Published January 19, 2017, 10:00 PM
By Myrna M.
Velasco
Private concessionaire firm National
Grid Corporation of the Philippines (NGCP) has indicated that it is supporting
the studies of its technical partner State Grid Corporation of China (SGCC) on
power lines interconnection within the Southeast Asian region, but its bigger
concern is actually premised more on its cost impact to Filipino consumers.
“We are supporting the conduct of
such studies. But our concern is how much would it cost consumers, because if
it’s too expensive, then we really have to consider that,” NGCP President Henry
T. Sy Jr. has noted.
He emphasized that cost would
certainly be an issue because the Philippine power lines could be the farthest
that can be linked to the electricity system of the region.
In fact even before jumping into
that monumental ambition of linking up ASEAN power grids, NGCP has more
pressing agenda to explore the transmission line interconnection for the
country’s Visayas and Mindanao power grids.
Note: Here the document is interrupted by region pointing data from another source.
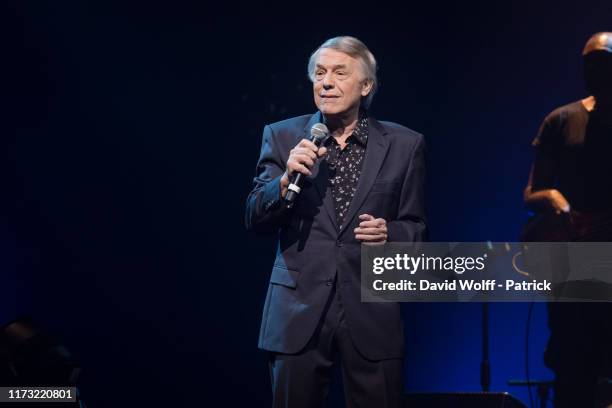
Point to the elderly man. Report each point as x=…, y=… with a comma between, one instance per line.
x=365, y=184
x=570, y=177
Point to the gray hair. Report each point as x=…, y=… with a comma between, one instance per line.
x=356, y=49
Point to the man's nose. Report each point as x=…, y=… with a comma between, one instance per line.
x=328, y=81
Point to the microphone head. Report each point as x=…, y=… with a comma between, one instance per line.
x=319, y=131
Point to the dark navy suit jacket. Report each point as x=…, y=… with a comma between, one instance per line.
x=312, y=250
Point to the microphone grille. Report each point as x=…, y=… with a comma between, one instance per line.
x=319, y=131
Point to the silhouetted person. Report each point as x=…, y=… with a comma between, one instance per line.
x=572, y=178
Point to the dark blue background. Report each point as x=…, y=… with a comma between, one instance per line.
x=130, y=136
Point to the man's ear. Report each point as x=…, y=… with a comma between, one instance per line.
x=366, y=88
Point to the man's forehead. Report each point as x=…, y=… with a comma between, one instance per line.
x=328, y=56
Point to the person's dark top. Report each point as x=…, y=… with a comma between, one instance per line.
x=345, y=166
x=574, y=155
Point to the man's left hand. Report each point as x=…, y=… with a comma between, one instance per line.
x=371, y=229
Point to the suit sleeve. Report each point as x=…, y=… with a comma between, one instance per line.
x=265, y=211
x=410, y=223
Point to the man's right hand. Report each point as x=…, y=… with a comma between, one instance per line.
x=301, y=159
x=557, y=201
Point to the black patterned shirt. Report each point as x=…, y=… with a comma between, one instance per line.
x=345, y=167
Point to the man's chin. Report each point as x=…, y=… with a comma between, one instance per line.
x=330, y=110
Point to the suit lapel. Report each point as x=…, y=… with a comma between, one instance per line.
x=376, y=150
x=320, y=175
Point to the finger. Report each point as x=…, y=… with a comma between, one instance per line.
x=309, y=145
x=303, y=159
x=300, y=168
x=381, y=222
x=370, y=231
x=370, y=238
x=304, y=151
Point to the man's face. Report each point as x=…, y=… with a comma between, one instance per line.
x=339, y=83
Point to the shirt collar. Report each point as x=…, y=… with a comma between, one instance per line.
x=360, y=133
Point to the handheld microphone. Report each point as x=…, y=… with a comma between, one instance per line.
x=318, y=133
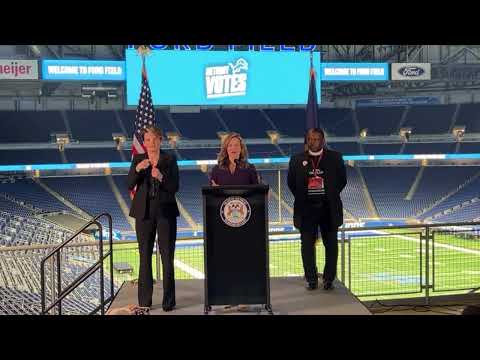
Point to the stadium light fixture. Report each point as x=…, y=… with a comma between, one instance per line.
x=405, y=134
x=458, y=132
x=62, y=139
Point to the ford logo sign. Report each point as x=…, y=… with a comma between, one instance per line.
x=411, y=71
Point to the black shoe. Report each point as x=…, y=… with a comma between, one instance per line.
x=168, y=308
x=328, y=285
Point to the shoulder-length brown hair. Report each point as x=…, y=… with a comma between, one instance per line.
x=223, y=160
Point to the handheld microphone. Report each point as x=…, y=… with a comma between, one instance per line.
x=154, y=183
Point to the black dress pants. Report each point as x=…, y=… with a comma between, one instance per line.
x=166, y=228
x=318, y=216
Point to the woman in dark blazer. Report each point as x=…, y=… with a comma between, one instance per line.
x=233, y=167
x=154, y=177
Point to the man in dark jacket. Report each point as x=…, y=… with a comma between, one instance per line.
x=316, y=178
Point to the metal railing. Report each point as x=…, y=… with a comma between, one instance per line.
x=379, y=262
x=61, y=294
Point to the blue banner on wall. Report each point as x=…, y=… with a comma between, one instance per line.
x=222, y=77
x=398, y=101
x=83, y=70
x=355, y=72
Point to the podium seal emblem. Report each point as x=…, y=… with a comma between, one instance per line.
x=235, y=211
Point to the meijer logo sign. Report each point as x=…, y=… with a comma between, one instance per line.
x=18, y=69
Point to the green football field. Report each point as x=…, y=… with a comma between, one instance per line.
x=378, y=265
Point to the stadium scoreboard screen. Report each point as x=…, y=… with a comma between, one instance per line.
x=202, y=78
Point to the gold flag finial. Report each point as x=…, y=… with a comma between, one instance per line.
x=143, y=50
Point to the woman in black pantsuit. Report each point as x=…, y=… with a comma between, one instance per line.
x=155, y=177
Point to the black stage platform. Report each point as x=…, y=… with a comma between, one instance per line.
x=288, y=297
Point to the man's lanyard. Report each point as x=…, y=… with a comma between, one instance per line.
x=315, y=166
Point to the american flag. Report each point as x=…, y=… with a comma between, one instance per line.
x=144, y=117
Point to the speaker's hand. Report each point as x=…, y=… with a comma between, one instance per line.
x=145, y=164
x=157, y=174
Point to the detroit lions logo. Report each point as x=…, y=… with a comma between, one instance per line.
x=235, y=211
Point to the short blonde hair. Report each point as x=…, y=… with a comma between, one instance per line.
x=223, y=155
x=156, y=131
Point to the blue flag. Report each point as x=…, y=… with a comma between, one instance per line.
x=312, y=105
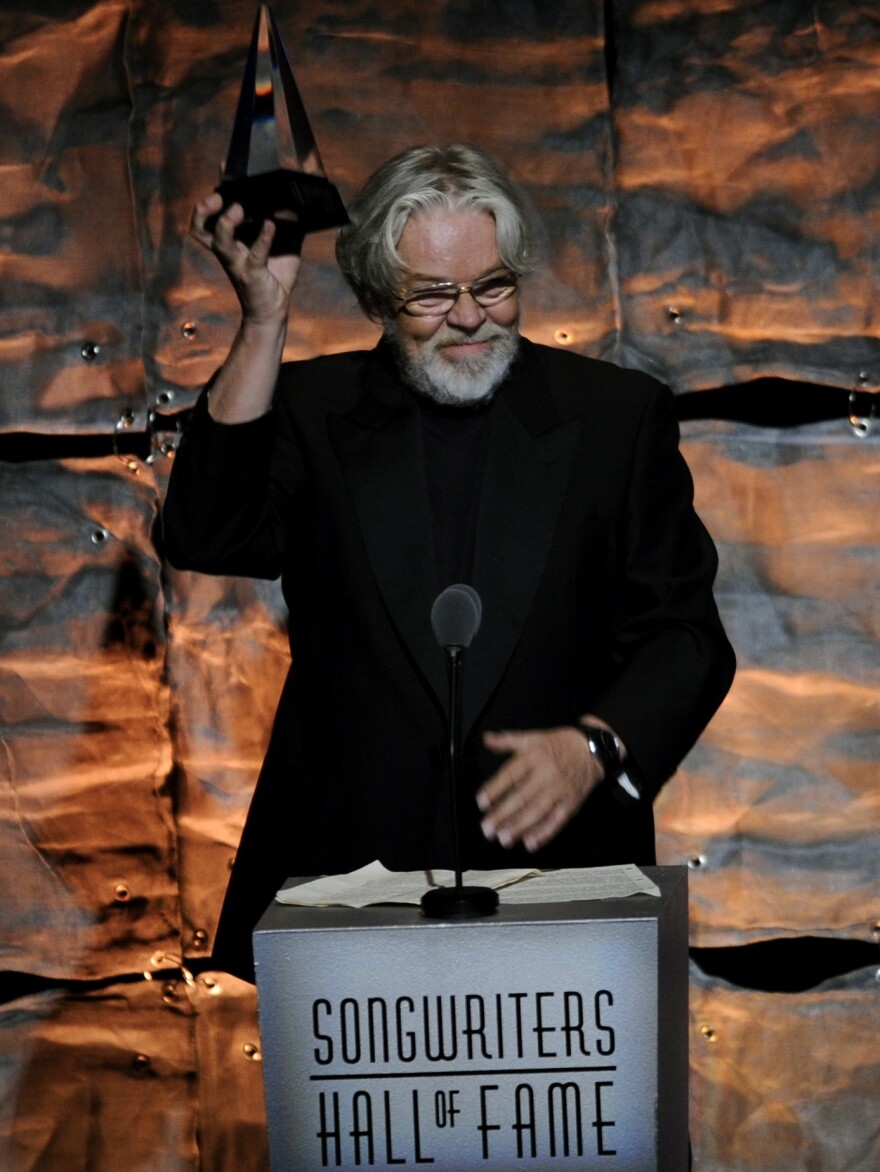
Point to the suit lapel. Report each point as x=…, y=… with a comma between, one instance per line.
x=379, y=445
x=531, y=452
x=529, y=463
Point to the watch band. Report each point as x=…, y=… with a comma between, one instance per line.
x=605, y=747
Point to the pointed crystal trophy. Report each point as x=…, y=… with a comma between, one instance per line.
x=273, y=168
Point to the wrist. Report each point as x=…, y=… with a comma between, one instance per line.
x=607, y=751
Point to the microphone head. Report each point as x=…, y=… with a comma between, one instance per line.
x=455, y=617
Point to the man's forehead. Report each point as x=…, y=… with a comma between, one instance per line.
x=449, y=245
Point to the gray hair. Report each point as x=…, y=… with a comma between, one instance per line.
x=416, y=181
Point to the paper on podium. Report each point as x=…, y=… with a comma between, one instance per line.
x=374, y=884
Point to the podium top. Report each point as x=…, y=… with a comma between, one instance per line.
x=672, y=880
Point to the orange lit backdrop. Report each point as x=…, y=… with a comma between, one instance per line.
x=709, y=177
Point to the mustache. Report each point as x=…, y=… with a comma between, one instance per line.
x=454, y=335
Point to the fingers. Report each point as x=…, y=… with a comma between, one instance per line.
x=538, y=789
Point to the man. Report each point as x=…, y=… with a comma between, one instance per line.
x=455, y=451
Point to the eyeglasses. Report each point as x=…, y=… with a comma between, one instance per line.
x=437, y=300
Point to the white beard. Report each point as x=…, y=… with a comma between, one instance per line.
x=463, y=380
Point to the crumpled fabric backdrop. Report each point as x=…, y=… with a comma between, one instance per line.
x=709, y=178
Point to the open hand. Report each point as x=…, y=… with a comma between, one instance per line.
x=544, y=782
x=263, y=284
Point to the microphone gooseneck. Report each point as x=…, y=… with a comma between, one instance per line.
x=455, y=618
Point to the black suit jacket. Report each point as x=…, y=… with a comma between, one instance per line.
x=595, y=578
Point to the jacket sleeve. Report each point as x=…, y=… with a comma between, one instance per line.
x=224, y=508
x=674, y=662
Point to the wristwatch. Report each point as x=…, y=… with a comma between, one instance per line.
x=605, y=747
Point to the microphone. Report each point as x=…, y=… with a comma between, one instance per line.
x=455, y=618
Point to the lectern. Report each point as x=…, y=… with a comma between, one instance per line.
x=544, y=1036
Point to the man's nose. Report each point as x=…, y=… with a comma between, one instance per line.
x=466, y=313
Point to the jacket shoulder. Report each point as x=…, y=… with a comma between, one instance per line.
x=574, y=375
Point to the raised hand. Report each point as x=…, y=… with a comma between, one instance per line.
x=263, y=284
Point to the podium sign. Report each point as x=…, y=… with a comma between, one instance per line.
x=545, y=1036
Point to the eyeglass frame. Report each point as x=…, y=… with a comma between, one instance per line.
x=444, y=287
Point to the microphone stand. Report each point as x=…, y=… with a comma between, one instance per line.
x=457, y=903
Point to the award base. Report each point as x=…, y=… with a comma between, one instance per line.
x=298, y=204
x=459, y=903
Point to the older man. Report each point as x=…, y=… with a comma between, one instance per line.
x=455, y=451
This has been the recently
reiterated mandate given to NGCP, as verbalized to the media by Energy Secretary
Alfonso G. Cusi last month. The planned Negros-Zamboanga Interconnection
Project (NZIP) is currently under study based on an imprimatur set by the
Energy Regulatory Commission.
An earlier interconnection plan via
submarine cable from Leyte to Mindanao was abandoned due to cost implications
as well as on the challenges of physical interconnections of facilities.
For the ASEAN power grid
interconnection, Chinese firm State Grid has noted that it is integrating in
its study the possibility of linking Philippine electricity system to the rest
of Southeast Asia.
State Grid has palpable grand
targets of connecting the world’s power line networks via its Global Energy
Interconnection (GEI) initiative that was laid down by its top executives in a
gathering of world energy leaders in Houston last year.
It was noted that the GEI proposal
“not only depicts a new blueprint for green and low-carbon development of world
energy, but also paves a new roadmap for combating climate change.”
The Chinese firm said this undertaking
is highly feasible with the deployment of ultra-high voltage (UHV) power grid,
smart grid and clean energy technologies.